Reunion

Morning clocks in and the ancient white of  Venice
dresses into day. I put on the Fugees in a damp church

with Madonnas swelling, welled in humidity,
and I still have nausea from the plane

where I took up a whole row and stared
at the seatbelt sign glowing, imagining the underbelly

of the bird, coated in a buttery trans-Atlantic moon.
I haven’t seen you in a year and now, when I do,

I get jumpy, make us stop into church after church
as we watch the green water churn against stone.

Venice has no streetwear, I say, everyone here looks
like a widow. It always looks like a Sunday.
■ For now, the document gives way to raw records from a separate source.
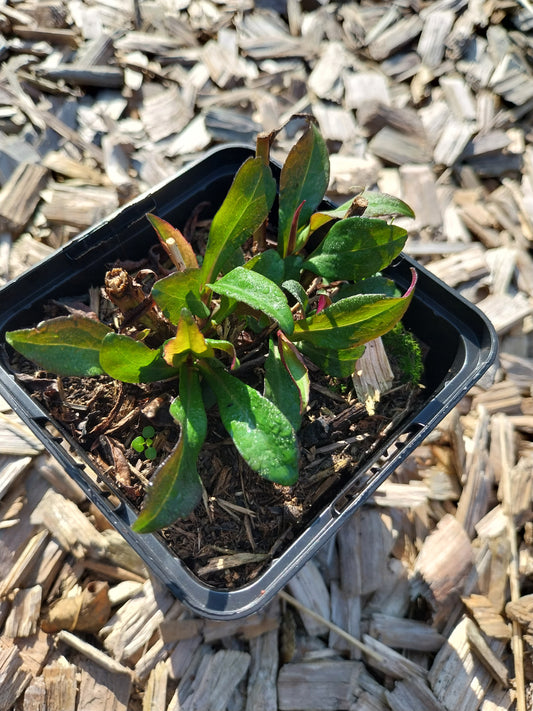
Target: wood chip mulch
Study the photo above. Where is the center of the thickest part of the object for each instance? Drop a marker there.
(424, 598)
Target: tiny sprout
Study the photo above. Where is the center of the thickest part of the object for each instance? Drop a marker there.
(144, 442)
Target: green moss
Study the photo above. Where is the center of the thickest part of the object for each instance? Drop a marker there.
(405, 352)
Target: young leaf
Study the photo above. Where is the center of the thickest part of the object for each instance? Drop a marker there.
(355, 248)
(174, 243)
(67, 345)
(380, 204)
(258, 292)
(177, 487)
(296, 289)
(304, 177)
(353, 321)
(269, 264)
(280, 388)
(246, 205)
(296, 368)
(261, 432)
(131, 361)
(178, 291)
(227, 347)
(339, 363)
(376, 284)
(188, 339)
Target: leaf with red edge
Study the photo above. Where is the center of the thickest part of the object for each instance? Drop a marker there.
(174, 242)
Really, I’m being defensive about dressing
like an American so I stick hard to stereotypes.

When we get to your apartment, you wash tomatoes,
water rushing on your hands, directly into the sink.

You spit a small harmless seed as we sit on stools
in the lime kitchen and eat them whole. Plum bodies

so fragrant, they make me cry and here I am,
tearing over tomatoes, jetlagged, lagging, delaying

everything, with at least three churches in view.
We’re surrounded by time and god.

                             It makes children of all of us.
And I am not a stupid child.

Before I left, I gathered my breath and for what?
Some grand gesture. No. We keep our heads down.

We study the feet of medieval saints. We make small talk
against the big year of our absence from each other.